一路上七表哥不停抱怨,不觉间已走了小半个钟头。
“亡灵崇拜——起源于原始时期地特殊信仰,所以才会有人死为大的说法。莫要在人后非议死者,还是少说两句地好。特别是在夜间赶路、切勿语出鬼字,是为夜晚出行大忌。”
九叔正用匕首削着一截木头,连挑带刮将树木表层上的尖刺尽数切干净,虽然不曾抬头却紧紧缀在老黄身后、一步也没落下。
“九叔,你这是做什么?”
“削桃枝。”
“桃枝?”
“《荆楚岁时记》中有载:桃者属五行之精,能厌伏邪气、制御百鬼。”九叔微微一笑,瞧见七表哥和老黄都转头看着自己,便刻意压低声音说道:“这玩意儿专门用来对付僵尸的。”
“难道村子里真的闹僵尸?”
“这可说不准,或许有或许没有,不过我劝你们还是作好最坏的打算吧。”
“这…这话听着就不是个味道呀。”
“说不准僵尸就在这条路上等着我们,你们要当心哟。”
“要不、咱们还是别往前走了吧。回去追上周暮他们,这么晚了小姐千万不能有闪失,要不然回头不好向张老板交待。”
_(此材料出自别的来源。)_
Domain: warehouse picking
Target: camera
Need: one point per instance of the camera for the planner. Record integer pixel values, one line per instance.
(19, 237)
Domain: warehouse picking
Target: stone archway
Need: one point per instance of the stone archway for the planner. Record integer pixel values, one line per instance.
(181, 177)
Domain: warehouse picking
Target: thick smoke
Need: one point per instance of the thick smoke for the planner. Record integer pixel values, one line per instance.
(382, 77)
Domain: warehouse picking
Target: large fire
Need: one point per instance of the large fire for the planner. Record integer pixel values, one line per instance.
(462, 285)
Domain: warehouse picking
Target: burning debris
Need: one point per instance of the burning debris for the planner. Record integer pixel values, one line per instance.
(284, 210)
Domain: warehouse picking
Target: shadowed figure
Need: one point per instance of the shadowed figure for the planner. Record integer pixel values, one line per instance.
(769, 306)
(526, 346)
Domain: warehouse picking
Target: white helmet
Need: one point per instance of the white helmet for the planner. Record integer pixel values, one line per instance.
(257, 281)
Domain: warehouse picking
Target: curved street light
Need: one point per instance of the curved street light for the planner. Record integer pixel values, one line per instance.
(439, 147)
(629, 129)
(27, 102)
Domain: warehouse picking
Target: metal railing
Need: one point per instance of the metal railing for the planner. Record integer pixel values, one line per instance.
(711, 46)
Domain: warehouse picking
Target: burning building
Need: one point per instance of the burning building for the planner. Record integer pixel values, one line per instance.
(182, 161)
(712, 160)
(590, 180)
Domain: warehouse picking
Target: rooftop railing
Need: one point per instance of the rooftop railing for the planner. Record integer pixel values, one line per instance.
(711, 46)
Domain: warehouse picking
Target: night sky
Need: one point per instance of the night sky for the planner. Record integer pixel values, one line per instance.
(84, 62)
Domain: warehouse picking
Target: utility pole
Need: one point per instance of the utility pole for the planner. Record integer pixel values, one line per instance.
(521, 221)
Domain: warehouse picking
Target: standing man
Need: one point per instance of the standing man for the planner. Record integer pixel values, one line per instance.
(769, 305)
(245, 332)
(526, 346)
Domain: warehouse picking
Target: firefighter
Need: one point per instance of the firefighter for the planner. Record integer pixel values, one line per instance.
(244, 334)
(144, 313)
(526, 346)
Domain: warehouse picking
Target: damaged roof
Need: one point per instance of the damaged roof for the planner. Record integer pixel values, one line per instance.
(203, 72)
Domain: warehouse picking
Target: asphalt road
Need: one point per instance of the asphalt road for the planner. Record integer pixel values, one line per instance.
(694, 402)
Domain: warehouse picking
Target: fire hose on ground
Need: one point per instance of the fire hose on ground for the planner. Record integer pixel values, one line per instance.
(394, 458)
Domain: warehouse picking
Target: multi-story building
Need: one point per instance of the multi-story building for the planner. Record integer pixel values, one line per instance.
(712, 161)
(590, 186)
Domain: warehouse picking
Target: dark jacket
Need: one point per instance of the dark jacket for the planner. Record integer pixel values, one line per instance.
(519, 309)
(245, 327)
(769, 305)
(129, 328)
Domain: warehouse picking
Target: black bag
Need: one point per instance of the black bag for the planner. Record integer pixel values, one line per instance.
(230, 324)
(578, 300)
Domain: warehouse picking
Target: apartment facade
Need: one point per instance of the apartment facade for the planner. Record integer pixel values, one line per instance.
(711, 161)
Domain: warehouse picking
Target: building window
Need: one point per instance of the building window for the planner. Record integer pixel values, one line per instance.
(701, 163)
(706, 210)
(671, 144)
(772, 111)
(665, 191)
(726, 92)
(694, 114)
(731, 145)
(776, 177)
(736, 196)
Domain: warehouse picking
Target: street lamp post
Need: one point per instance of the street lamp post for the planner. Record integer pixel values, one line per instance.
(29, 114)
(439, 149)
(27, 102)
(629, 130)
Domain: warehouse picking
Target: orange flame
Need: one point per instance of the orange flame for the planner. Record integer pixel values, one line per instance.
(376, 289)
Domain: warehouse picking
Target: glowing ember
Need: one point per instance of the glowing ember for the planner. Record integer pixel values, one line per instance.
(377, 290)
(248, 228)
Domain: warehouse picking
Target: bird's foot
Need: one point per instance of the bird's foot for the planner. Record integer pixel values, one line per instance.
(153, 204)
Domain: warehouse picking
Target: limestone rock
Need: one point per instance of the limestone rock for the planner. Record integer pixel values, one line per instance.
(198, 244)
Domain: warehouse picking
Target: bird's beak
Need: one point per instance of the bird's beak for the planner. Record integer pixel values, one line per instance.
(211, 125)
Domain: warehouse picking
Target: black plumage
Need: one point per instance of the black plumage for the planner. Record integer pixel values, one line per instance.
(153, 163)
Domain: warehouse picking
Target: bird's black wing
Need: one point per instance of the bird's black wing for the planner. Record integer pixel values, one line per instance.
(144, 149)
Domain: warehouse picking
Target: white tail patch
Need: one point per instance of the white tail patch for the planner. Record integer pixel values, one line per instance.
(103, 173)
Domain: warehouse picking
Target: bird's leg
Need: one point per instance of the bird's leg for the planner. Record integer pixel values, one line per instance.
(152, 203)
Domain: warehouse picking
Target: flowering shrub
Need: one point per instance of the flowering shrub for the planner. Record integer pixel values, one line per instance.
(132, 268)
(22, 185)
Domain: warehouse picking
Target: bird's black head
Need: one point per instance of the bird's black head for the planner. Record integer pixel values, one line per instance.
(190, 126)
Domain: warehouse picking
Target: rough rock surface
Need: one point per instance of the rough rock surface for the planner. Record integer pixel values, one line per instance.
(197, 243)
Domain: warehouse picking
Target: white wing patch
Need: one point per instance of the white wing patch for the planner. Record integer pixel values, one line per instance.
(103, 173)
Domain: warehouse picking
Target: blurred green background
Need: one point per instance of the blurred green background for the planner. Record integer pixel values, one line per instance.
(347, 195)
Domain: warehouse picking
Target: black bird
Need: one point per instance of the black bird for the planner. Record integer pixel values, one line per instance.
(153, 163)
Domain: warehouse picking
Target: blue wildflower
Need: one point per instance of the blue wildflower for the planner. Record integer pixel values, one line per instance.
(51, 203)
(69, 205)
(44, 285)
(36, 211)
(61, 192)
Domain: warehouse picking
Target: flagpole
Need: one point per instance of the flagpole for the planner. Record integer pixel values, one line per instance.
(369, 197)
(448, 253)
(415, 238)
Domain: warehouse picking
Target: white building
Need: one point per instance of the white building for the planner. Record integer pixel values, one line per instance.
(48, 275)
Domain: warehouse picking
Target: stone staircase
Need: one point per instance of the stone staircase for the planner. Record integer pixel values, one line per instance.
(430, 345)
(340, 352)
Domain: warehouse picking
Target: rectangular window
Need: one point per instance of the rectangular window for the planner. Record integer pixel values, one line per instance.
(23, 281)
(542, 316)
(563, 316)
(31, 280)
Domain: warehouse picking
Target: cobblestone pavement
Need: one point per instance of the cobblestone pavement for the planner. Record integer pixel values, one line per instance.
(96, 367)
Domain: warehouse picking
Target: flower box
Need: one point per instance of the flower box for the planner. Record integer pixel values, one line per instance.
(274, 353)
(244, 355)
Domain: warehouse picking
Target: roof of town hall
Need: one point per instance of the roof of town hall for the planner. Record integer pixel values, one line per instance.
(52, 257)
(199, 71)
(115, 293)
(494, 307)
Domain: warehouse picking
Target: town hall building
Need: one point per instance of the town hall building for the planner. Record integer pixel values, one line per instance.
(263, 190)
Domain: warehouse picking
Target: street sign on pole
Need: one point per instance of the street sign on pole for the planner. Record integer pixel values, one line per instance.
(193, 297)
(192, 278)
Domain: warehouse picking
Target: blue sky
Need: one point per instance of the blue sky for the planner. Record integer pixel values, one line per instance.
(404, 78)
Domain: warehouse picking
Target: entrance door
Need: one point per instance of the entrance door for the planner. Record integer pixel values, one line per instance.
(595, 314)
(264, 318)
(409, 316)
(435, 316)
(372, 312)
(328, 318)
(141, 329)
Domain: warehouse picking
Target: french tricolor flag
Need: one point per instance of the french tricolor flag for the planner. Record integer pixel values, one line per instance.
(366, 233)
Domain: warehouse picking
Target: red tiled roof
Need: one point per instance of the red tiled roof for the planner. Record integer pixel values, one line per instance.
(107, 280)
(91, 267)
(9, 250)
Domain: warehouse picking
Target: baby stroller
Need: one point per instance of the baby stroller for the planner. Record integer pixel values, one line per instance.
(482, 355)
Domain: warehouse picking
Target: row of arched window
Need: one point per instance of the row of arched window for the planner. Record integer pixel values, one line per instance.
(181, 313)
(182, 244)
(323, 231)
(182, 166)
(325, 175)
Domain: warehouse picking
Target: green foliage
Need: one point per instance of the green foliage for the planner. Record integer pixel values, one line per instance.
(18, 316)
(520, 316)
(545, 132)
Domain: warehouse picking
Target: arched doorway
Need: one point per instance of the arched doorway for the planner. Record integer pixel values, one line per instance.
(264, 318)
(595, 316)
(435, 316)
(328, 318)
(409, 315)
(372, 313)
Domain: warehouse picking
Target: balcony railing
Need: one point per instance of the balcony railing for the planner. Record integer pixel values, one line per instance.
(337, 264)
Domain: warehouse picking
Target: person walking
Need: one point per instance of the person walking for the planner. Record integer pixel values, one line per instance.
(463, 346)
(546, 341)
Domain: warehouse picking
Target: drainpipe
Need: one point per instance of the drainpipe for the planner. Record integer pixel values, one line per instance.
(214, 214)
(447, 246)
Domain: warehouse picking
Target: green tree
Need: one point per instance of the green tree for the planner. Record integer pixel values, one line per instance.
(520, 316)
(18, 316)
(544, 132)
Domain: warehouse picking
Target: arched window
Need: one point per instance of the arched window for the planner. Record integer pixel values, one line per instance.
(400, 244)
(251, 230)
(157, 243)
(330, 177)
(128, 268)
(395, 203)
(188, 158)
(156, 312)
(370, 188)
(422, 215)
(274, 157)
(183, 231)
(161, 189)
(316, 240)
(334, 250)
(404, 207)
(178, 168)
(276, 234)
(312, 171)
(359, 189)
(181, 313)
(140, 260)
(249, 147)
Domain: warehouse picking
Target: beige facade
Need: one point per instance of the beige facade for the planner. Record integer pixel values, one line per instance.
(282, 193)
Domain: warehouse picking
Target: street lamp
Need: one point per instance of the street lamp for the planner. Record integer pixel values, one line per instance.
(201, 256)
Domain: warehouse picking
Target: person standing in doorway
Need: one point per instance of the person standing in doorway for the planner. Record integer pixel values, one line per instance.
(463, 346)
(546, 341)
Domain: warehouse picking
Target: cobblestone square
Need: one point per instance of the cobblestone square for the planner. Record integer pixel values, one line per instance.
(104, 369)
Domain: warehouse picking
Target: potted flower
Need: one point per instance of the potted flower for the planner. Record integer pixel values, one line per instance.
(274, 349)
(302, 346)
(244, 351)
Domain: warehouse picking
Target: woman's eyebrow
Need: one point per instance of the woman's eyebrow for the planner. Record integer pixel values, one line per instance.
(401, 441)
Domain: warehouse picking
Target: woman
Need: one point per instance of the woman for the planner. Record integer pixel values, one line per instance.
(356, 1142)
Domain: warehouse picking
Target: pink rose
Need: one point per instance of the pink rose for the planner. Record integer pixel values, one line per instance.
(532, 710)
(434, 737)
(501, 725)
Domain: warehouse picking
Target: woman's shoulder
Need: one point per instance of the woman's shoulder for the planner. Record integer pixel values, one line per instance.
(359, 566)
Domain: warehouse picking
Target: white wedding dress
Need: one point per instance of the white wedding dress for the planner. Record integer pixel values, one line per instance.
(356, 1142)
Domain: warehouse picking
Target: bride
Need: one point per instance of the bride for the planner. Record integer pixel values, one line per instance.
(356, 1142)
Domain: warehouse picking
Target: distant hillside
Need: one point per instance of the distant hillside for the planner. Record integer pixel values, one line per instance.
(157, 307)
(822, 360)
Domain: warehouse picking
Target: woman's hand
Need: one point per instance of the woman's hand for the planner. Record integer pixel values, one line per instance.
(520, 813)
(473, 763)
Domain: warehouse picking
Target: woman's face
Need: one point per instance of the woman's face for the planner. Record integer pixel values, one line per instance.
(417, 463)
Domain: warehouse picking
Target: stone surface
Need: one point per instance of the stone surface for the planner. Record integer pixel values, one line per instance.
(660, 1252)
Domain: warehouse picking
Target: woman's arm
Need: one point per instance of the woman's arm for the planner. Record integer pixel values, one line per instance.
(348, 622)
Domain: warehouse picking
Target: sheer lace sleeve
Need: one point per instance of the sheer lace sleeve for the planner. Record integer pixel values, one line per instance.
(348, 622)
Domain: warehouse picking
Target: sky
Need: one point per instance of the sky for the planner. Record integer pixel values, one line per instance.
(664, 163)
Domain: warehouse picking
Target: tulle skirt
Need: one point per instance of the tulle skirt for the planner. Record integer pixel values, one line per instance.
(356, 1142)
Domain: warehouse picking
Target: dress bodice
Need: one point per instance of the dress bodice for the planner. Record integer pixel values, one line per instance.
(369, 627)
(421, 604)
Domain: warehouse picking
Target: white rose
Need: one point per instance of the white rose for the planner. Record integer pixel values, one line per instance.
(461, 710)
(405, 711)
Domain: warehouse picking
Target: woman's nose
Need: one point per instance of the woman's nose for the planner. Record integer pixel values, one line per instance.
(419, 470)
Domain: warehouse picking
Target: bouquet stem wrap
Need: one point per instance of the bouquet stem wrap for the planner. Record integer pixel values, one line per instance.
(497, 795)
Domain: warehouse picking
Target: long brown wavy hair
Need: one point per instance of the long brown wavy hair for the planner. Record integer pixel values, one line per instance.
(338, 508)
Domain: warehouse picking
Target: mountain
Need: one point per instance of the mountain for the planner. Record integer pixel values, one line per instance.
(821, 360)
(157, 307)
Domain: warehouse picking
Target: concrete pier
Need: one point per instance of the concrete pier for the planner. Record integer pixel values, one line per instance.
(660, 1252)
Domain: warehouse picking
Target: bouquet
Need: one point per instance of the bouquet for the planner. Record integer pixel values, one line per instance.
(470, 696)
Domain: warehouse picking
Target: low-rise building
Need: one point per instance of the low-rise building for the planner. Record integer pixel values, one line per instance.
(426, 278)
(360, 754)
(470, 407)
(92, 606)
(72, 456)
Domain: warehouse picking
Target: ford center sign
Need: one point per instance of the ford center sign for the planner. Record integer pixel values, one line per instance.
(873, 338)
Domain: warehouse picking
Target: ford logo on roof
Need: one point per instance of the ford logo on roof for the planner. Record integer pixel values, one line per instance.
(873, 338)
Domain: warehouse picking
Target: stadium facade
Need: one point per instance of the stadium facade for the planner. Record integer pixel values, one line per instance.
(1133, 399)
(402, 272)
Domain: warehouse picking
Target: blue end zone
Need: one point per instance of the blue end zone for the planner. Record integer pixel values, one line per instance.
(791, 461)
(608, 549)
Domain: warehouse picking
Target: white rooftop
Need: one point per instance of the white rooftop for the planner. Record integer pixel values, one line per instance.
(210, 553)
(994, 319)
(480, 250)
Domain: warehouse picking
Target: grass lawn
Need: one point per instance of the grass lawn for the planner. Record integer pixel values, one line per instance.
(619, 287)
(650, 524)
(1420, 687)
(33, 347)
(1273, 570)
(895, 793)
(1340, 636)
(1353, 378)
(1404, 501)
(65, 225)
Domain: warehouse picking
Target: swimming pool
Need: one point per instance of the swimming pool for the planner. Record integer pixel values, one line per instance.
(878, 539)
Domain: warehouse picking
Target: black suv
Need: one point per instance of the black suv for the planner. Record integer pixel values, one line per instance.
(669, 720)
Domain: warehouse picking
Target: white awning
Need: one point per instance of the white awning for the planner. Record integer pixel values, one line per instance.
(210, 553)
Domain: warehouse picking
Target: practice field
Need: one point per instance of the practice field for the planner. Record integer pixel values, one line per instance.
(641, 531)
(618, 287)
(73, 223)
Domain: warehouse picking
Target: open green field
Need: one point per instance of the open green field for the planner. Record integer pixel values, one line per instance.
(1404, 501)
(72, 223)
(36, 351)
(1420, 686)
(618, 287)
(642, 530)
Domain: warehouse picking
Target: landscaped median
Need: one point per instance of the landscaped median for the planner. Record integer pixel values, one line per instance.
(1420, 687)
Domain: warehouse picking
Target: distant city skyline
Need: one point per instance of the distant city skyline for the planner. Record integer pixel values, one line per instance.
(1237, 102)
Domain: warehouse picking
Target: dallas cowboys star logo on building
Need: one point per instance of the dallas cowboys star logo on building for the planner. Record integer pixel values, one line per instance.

“现在往回走浪费时间不说,至于能不能追上周暮他们还两说,还是替自己好好打算吧,免得到时候乱了阵脚。”九叔不齿于这俩兄弟的胆小,故意把话说的很难听,指了指路边一棵野生枣树,清了清嗓子道:“多采上几颗青枣吧,弄不好到时候要用上。”
“这里面又有什么说道?”
“《子不语》中有云:枣核七枚,钉入尸脊背部七处大穴,方可制服僵尸。只是这招我一直没用过,不过仔细想想古人应该没道理骗我们的,毕竟专家教授什么这几年才兴起的。”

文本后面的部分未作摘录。